Embrace your pace.

It's time to change how speed fits into the equation of our lives.

There are two things almost everyone on the planet would appreciate more of: money and time. The entire productivity industry emerged from the desire to give us more of the latter, as if time was something that exists in greater supply to those who know how to hack it. (This approach did, however, generate a lot more money for some of the CEOs behind the movement to maximize our every moment.)

Productivity’s attempt to make more time available by helping us do more faster came from a well-intentioned place. Available time = what you have to do X the speed you do it. But it also requires people to buy into the belief that more is the answer. The more speed, the more available time. Straightforward, defensible, seemingly doable…until it’s not. Turns out we humans have limitations on both how much we can do and how fast we can do things.

Which brings us to the concept of pace, a steady and consistent speed of movement. It something that’s guiding our work at Bosa, both in what we’re building and how we’re going about the business of, well, building the business.

Who would we be if we built a product to help people shift away from productivity culture by holding ourselves and our team to those very rules we’re trying to break?

Like many industries, the default in startup-land is to work as hard and fast as humanly possible. Photos of product leaders sleeping in their offices, stories about founders missing family milestones, accounts of consistent 80 hour workweeks are shared like badges of honor, not a recipe for burnout. Productivity culture thrives here. Pursuit of rapid growth growth at all costs requires a pace akin to sprinting for an entire marathon. It’s an interesting culture to operate a company like Bosa within. Who would we be if we built a product to help people shift away from productivity culture by holding ourselves and our team to those very rules we’re trying to break?

We need to determine our pace. We get to decide what rate of speed is right for us, one that is meaningful and sustainable over time so we reach millions of people stressed out by the mental load without sacrificing ourselves in the process. If the problem we’re trying to solve with Bosa, results in more available time, what other variables can we consider outside of more speed and more to do? That’s what we’re in the midst of figuring out, and pace is a key component. It’s a constant in the equation, not a variable, and we get to name it.

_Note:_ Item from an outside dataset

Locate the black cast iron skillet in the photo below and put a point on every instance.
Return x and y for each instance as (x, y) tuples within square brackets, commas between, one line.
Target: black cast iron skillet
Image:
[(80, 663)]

This is true for you, too. You get to set your pace. You get to play with the variables in your equation. Are you willing to keep dialing up the speed or the quantity of things to get done? If that works for you, right on. But if you’re like us and millions of others, you already know that the threshold on one or both of these is real. You may have already learned where more becomes too much. Use this to think about what pace feels right for you — not too slow, not too fast, but just right. Your Goldilocks pace.

You get to set your pace. You get to play with the variables in your equation. Are you willing to keep dialing up the speed or the quantity of things to get done?

We’re excited to share more about our experiments with pace with you as we go. What we learn about pace as a constant, what new equations we may come up with and our personal perspectives as we take control of our speed rather than it controlling us. Doing more to do more? So last year. Doing what’s best at the best pace? That’s what the next year — and beyond — looks like.